The old Wall Street adage is: Don’t try to catch the falling knife. From Charles Hugh Smith at oftwominds.com:
History suggests being wary of the “strong buys” at $45 when the eventual bottom is $4.
In response to my chart-fest post The Rollercoaster Ride Ahead: 15 Years of Extreme Distortions Will Be Unwound, readers asked: OK, so what can I do in response? That’s the right question, for passively awaiting the wave to wash over us and then scrambling for higher ground is a high-risk strategy.
Let’s start with three stipulations: 1) this is not investment advice; everything here is an observation based on history or my personal experiences after previous bubbles have popped; 2) there are no easy answers–none, and 3) my last three books can be viewed as a trilogy describing macro and individual responses to the Great Unwinding.

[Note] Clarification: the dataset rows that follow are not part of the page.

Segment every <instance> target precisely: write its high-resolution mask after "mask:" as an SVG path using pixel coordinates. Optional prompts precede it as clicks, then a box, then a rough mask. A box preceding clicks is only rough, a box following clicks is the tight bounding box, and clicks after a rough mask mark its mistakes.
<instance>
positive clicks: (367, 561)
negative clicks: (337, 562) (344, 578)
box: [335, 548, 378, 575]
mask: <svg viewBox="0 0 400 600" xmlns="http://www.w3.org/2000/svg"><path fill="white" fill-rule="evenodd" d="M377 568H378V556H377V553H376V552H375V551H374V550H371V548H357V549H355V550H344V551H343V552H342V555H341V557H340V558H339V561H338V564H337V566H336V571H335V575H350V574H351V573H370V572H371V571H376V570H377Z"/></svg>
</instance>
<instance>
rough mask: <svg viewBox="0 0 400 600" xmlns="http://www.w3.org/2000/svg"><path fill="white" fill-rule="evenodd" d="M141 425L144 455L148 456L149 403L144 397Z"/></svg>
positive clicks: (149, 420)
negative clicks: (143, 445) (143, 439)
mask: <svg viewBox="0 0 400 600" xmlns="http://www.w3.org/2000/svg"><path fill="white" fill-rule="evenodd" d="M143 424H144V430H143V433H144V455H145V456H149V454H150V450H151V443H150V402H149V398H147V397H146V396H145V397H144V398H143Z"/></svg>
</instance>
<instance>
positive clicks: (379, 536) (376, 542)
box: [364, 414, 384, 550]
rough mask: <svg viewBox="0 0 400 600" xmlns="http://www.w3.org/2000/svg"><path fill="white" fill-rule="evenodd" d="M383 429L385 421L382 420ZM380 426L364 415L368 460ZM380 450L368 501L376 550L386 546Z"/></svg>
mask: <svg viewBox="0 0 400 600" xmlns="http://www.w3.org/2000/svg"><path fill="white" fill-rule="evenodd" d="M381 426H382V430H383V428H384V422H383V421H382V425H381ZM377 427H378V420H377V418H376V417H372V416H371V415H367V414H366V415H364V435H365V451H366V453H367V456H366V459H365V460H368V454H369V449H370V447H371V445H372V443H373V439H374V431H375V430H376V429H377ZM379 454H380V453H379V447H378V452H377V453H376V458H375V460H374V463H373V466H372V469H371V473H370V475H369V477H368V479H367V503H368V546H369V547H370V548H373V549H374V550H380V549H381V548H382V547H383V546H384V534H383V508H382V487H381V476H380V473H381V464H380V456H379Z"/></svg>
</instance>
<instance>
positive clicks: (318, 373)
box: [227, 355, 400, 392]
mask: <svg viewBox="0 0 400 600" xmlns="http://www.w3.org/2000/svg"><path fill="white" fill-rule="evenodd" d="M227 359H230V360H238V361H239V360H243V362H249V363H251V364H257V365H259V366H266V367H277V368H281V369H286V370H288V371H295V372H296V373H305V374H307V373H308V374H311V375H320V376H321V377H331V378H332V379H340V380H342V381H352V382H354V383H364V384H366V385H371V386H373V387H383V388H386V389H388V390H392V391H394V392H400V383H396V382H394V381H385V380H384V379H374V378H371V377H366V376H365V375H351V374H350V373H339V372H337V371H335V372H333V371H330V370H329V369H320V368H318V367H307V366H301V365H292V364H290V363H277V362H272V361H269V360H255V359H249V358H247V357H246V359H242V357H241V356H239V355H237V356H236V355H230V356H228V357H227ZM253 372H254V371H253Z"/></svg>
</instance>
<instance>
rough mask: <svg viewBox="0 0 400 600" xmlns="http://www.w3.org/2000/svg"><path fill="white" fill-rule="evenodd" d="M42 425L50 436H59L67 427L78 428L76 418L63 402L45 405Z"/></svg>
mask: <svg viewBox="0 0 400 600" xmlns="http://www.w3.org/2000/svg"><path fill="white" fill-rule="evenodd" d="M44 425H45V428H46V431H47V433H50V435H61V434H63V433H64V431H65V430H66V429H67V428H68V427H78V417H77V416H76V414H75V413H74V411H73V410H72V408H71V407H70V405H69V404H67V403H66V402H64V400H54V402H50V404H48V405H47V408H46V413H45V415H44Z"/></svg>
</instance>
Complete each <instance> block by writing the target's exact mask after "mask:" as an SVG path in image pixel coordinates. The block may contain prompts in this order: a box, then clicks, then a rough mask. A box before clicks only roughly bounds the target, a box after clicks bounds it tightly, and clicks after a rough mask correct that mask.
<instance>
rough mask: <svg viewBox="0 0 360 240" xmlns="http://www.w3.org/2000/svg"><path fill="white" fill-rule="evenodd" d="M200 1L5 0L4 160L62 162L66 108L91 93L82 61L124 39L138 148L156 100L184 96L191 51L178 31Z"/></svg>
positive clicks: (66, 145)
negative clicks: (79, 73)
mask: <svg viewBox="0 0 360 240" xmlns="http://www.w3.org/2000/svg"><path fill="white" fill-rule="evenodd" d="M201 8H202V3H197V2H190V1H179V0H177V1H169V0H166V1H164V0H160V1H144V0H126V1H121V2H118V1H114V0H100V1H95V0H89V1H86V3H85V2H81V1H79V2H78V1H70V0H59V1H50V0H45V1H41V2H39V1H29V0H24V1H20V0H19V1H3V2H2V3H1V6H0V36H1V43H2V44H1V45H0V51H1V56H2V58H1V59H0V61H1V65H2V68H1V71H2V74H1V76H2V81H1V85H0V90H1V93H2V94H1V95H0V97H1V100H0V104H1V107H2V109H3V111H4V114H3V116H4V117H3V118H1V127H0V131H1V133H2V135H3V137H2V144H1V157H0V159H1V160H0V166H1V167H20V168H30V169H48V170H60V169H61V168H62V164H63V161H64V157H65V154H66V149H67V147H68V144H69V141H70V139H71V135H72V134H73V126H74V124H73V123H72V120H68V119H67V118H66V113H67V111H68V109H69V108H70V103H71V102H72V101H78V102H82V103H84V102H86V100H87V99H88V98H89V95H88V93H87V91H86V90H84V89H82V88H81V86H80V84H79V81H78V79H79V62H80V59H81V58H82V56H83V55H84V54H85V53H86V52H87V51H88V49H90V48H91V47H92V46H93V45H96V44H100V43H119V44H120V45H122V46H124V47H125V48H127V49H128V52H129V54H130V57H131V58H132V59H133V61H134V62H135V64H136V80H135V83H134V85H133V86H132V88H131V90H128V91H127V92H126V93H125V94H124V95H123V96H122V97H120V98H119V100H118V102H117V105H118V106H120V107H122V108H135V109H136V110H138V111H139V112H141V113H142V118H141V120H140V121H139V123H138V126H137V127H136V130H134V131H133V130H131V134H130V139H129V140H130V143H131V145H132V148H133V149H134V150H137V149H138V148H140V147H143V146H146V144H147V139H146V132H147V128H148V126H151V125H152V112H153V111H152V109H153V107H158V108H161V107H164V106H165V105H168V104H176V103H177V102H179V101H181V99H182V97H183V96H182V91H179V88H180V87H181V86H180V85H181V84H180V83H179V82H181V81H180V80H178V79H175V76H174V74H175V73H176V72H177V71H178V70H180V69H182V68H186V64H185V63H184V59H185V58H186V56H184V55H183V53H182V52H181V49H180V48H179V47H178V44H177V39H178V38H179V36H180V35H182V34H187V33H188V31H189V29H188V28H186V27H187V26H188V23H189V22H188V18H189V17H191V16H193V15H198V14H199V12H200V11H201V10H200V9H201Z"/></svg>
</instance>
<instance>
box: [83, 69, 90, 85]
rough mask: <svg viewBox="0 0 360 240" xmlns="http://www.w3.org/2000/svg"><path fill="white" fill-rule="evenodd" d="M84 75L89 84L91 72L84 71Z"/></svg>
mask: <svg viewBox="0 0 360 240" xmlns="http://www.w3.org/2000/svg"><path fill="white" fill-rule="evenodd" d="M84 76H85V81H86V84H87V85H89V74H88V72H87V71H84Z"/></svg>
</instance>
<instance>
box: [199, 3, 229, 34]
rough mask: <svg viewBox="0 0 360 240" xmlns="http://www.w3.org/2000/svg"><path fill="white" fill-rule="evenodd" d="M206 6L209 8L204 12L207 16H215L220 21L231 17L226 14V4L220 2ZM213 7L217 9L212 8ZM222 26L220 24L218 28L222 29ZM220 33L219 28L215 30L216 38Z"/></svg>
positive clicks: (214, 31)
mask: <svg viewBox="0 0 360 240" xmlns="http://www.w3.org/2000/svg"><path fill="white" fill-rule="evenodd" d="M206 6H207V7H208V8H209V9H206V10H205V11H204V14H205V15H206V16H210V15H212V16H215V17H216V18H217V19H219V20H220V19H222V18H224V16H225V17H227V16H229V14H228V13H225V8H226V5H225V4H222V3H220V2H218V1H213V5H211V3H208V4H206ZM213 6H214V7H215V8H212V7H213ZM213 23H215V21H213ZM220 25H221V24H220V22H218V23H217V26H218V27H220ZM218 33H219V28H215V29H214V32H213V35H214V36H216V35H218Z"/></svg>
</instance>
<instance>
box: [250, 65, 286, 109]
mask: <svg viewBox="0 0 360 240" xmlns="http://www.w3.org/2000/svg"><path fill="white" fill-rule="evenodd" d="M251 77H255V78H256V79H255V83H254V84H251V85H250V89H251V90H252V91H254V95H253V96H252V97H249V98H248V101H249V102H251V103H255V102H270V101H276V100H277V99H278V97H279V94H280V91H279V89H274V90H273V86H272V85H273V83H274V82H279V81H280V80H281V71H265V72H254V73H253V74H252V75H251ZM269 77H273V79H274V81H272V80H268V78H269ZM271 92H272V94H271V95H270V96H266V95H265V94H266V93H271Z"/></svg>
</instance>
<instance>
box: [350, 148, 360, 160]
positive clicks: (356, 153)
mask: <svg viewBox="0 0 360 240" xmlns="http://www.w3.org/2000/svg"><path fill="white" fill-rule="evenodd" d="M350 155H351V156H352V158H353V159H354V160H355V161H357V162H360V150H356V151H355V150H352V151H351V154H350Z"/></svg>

I’ll post links to the free chapters at the end of this post. The point being that I’ve pondered this question for many years.
Do I have all the answers? No. Nobody does. All we can assemble is a coherent response based on the lessons of history and system dynamics: what’s fragile, risky and undependable and what’s lower risk and more resilient.
Since no response is easy, we’re talking about degrees of difficulty and what’s within reach for each of us. We all have limits of experience, location, skills, capital, networks and so on. Therefore there is no “one size fits all” template that’s going to work for everyone. The whole point of my book on Self-Reliance is that we each have to plan our own responses; we can’t just follow somebody else’s plan.